The court below found that on the fourth day of July, 1892, the defendant “ did willfully and violently assault the plaintiff, Adolph Anthony, and the said defendant did then and there willfully and violently bite off with his teeth, and sever from said plaintiff’s right hand, a portion of the fourth finger of said hand, to wit: said defendant did so bite off the said finger of plaintiff just below the first joint thereof; that by reason of said assault and biting, as aforesaid, said plaintiff has at all times since said fourth day of July, 1892, been disabled from following his usual occupation of a miner, and has been disabled from attending to his business as such,” and has been damaged in the sum of two hundred and fifty dollars, for which he is entitled to judgment.

Judgment was accordingly entered against the defendant for the sum named, from which and from an order denying a new trial he appeals.

It appears from the bill of exceptions that when the plaintiff rested his case at the trial a witness was called for the defendant, and testified that he had known defendant for eighteen years, and knew the people where he lived. He was then asked: “ Do you know his reputation for being peaceable and quiet?” The question was objected by the plaintiff on the ground that the evidence sought was irrelevant and immaterial, and the objection was sustained and an exception reserved.
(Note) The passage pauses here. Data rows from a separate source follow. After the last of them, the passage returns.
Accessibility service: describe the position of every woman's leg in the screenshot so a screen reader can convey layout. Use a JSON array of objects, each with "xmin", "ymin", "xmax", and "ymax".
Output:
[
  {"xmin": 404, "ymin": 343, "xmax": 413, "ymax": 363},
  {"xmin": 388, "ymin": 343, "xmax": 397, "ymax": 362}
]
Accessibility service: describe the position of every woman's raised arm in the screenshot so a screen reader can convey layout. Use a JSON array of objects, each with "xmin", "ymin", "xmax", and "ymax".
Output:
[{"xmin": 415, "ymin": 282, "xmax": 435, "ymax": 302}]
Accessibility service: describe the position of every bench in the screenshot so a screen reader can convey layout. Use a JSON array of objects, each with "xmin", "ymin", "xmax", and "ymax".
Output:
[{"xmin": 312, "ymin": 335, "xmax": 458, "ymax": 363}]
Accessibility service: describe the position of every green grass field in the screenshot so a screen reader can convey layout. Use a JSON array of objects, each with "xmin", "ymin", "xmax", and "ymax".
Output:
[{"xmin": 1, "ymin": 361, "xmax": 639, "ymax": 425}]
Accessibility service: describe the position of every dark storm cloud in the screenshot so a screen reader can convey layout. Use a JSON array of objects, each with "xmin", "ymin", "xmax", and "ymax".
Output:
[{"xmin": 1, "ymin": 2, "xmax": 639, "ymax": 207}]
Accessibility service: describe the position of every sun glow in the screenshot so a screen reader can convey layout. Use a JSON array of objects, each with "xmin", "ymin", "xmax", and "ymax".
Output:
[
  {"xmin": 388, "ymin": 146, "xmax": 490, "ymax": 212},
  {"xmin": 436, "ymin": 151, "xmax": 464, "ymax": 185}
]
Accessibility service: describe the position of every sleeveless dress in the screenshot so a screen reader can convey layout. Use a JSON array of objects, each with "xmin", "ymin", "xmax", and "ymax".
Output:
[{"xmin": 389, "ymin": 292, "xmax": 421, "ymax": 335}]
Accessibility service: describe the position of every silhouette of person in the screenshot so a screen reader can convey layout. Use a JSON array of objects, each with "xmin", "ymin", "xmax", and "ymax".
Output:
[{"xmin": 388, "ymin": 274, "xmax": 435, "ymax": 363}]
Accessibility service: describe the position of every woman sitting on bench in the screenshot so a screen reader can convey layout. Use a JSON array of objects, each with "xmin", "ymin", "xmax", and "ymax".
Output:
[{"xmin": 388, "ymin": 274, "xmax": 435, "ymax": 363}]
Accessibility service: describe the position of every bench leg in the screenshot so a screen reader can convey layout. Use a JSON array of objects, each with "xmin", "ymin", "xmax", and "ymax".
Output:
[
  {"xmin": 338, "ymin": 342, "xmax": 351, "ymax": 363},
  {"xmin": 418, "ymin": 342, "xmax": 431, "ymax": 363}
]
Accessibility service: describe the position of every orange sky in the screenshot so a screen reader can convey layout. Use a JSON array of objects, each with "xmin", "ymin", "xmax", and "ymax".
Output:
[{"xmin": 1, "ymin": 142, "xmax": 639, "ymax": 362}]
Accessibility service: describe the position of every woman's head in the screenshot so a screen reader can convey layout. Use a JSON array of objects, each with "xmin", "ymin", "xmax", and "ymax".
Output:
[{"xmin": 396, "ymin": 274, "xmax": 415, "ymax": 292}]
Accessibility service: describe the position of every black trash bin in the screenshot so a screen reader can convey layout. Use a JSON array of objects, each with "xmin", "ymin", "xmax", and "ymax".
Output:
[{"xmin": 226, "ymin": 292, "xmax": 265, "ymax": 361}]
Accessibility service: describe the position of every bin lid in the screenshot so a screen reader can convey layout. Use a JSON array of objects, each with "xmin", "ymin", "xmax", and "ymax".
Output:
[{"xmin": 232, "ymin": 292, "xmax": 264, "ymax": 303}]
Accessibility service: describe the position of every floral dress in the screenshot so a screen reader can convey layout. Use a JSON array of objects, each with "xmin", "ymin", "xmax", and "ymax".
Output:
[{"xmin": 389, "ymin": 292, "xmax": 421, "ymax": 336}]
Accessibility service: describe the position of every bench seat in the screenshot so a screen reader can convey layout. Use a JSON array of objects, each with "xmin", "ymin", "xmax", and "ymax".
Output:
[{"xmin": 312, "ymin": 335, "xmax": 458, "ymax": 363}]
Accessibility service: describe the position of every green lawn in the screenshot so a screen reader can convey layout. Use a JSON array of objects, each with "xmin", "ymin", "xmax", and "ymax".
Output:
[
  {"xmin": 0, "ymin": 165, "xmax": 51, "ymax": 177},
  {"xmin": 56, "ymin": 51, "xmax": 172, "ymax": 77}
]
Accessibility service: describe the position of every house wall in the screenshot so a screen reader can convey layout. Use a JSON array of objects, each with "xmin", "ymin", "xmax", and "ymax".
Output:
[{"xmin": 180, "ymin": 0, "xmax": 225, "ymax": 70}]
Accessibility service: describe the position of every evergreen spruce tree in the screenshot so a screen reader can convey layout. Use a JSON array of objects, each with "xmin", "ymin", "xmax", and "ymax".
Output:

It also appears from the bill of exceptions that before the findings were filed and the judgment entered “ the defendant presented to the court findings of fact and conclusions of law and judgment for signature by the judge of said court, accompanied by a memorandum of *237costs and disbursements sworn to by the defendant,” copies of which are set out.

The findings presented are substantially the same as those filed, except that the conclusions of law are “ that plaintiff is entitled to judgment against said defendant for said sum of two hundred and fifty dollars, and that said defendant is entitled to judgment against said plaintiff for his costs in this behalf laid out and expended.” And the judgment is substantially the same as that entered, except that there is added to it: “It is further ordered and adjudged by the court that the defendant have and recover of and from the plaintiff his costs in this behalf laid out and expended, taxed at the sum of two hundred and fifty-four dollars and sixty-five cents.”

The court refused to adopt the findings and judgment so presented, and the defendant excepted to the ruling.

It is claimed in support of the appeal that the court erred in excluding the offered evidence, and in refusing to give the defendant judgment for his costs; and these are the only points presented for decision.

We see no merit in either of the points made. The court found that the defendant willfully and violently assaulted the plaintiff, and bit off his finger. The correctness of this finding is not questioned, nor is any of the evidence in support of it brought up in the record. It must therefore be presumed to have been fully justified by the evidence introduced. But if the defendant committed the wrong complained of in the manner stated, then his reputation for being peaceable and quiet was wholly immaterial, since however good it may have been the judgment must necessarily have gone against him.

As to the second point. The allowance of costs is a matter of statutory regulation. Our statute provides that “no costs can be allowed in an action for the recovery of money or damages when the plaintiff recovers less than three hundred dollars.” (Code Civ. Proc., sec. 1025.) This evidently applies to both parties *238to the action and forbids the recovery of costs by either of them.

The judgment and order appealed from should be affirmed.

For the reasons given in the foregoing opinion, the judgment and order appealed from are affirmed.

McFarland J., and Fitzgerald, J., concurred.

De Haven, J., concurred in the judgment.